Review by Booklist Review

In some ways an extension of her acclaimed graphic novel debut, Imagine Wanting Only This (2017), which explored ideas of decay and its aftermath, Radtke's second work of wide-ranging, visual nonfiction storytelling examines isolation as a social, biological, and personal phenomenon. The hard-to-define concept of loneliness, Radtke writes, "is a variance that rests in the space between the relationships you have and the relationships you want." In graphic-essay style, Radtke centers her inquiry around four human behaviors--listen, watch, click, and touch--and devotes rich, meandering chapters to each. "Listen," for instance, ponders the TV laugh track, invented because humans are less likely to laugh alone. "Watch" moves from the American obsession with a certain "cowboy sensibility" to a spread filled with real headlines describing the perpetrators of mass shootings as "loners." For "Click," Radtke posits that the much-maligned exaggeration social media encourages existed in all the technological advances before it, and "Touch" contemplates the life and experiments of Harry Harlow, who tested the often devastating limits of estrangement in baby monkeys. In a limited palette of black, blues, and peaches, Radtke's crisp, vector-drawn illustrations more than hint at reality; rather, in their layering and arrangement, they seem to reproduce it in truer, more emotional detail. Provocative and companionable, this will spark conversation and, undoubtedly, connection among readers.
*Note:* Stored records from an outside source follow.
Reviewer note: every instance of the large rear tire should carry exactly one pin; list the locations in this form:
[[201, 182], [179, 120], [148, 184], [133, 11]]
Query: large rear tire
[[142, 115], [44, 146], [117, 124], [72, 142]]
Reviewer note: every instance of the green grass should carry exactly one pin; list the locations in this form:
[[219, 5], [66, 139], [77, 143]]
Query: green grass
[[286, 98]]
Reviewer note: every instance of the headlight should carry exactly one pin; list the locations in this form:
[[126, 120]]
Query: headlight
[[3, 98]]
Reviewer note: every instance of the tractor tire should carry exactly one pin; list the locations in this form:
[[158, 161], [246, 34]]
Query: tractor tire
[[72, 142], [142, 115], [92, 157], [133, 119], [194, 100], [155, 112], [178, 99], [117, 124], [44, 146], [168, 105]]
From Booklist, Copyright (c) American Library Association. Used with permission.
Review by Publisher's Weekly Review

As Radtke (Imagine Wanting Only This) notes at the outset of this gripping graphic investigation, she had no way of knowing, when she began researching isolation in 2016, how on-trend her topic would become. Combining personal narrative with social science, evolutionary biology, and pop culture analysis, Radtke's work is innovative in form and painfully relevant in content. People who are socially isolated die sooner in numbers that cannot be explained simply by slip-and-falls or unchecked vices, she notes. "We need to feel deeply troubled when we observe minor social shuns so we can correct our behavior," she says, drawing convincing lines from loneliness to totalitarianism (citing Hannah Arendt) and mass shootings. She devotes a large section to Harry Harlow, whose famous studies of baby rhesus monkeys' need for affection contradicted early 20th-century messaging that cuddling one's children was unhygienic. Radtke's astute observations about social media implicate herself yet extend gentleness to her fellow lonely humans. (For example, Radtke recounts looking down on selfie-takers at an art exhibit only to end up taking one herself.) Somber illustrations range from journalistic to starkly symbolic, in variations on gray that establish a flat and lonely world, making the gradient sunset hues that sometimes burst through that much brighter. As a montage of people's faces blends together, the effect enacts the book's hopeful thesis that loneliness can be a catalyst for connection. For a treatise about the perils of being alone, it creates a wonderful sense of being drawn into conversation. Agent: Jin Auh, the Wylie Agency. (July)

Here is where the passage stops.